This would be more of an x-file, IMO. And wherever you could place DeVito
would be entertaining.

------
omilu
When I was a teenager I was trying to impress some girls so I showed them the
head of this goat I had shot hunting, it had an impressive rack. I was storing
it in the fridge wrapped up in a trash bag because I wanted to show it to my
dad who was away on a trip.

Anyway they were kind of impressed cause they never saw that kind of thing
before being sheltered city girls. Then I had the inspiration to take the goat
head and sneak into the public pool and leave it in the life guard tower, the
girls were super excited like it was the funnest thing they ever did. It was a
great night. Don't know what ever happened with the lifeguard that found it.

The whole thing didn't have anything to do with satanism or ill will, just a
teenager trying to impress some girls and it worked.

------
Tunecrew
When I lived in Miami in the late 80s/early 90s there was a story about how
the main courthouse in Dade County had to clean up various parts of chickens,
goats, etc. most mornings from around the property. Allegedly, these were
sacrifices from practitioners of various Afro-Caribbean religions (just like
the article says) seeking to influence ongoing court cases.
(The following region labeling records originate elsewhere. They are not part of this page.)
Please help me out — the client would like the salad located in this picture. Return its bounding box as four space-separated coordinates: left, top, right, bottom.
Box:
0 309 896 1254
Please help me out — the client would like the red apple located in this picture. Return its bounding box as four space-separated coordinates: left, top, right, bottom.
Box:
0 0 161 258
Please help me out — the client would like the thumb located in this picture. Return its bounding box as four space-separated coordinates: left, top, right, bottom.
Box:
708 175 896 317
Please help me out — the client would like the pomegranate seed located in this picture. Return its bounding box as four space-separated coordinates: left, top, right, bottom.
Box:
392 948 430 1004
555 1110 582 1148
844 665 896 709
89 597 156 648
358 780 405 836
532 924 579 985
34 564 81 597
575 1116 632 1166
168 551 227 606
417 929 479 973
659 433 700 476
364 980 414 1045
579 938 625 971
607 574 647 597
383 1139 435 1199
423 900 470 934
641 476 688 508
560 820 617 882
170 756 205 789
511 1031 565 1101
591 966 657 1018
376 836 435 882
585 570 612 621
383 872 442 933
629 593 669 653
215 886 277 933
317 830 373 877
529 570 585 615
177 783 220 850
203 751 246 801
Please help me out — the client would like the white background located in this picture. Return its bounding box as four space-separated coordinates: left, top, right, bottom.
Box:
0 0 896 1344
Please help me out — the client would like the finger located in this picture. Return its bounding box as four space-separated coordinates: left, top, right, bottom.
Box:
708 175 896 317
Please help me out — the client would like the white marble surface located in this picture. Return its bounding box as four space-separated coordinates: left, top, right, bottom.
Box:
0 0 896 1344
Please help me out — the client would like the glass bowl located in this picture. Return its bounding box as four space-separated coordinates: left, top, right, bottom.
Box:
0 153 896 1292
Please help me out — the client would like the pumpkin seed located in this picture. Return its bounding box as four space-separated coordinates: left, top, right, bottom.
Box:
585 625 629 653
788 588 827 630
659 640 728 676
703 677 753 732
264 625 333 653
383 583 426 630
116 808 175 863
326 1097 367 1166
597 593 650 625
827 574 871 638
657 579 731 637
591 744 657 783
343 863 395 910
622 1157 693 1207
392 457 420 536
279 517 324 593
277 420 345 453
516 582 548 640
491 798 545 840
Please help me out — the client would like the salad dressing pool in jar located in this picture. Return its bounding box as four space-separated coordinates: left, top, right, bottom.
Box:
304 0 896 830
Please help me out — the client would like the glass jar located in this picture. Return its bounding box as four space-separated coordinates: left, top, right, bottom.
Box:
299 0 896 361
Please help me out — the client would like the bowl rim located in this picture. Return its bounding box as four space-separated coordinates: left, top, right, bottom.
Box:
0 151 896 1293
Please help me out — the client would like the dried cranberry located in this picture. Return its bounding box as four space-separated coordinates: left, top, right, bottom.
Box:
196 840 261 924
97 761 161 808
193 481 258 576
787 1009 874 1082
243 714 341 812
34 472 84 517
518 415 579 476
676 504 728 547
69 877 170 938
It sounds a bit crazy, but at that time there were fairly frequent stories in
the news about Santeria, etc. followers being arrested for sacrificing goats
in their backyard and so on.

I stepped into an elevator in an office building once and there was a (live)
rooster in it...

------
Semiapies
Just as a side note, I like reading a report about something where it's clear
the author did their homework and pounded the pavement.

------
crmd
My neighbor's dog found a cow tongue full of nails hammered through in
prospect park. I saw the pic this morning, it was pretty gross.

------
curiously
so with all the surveillance in the city they don't know who's been putting
these things up?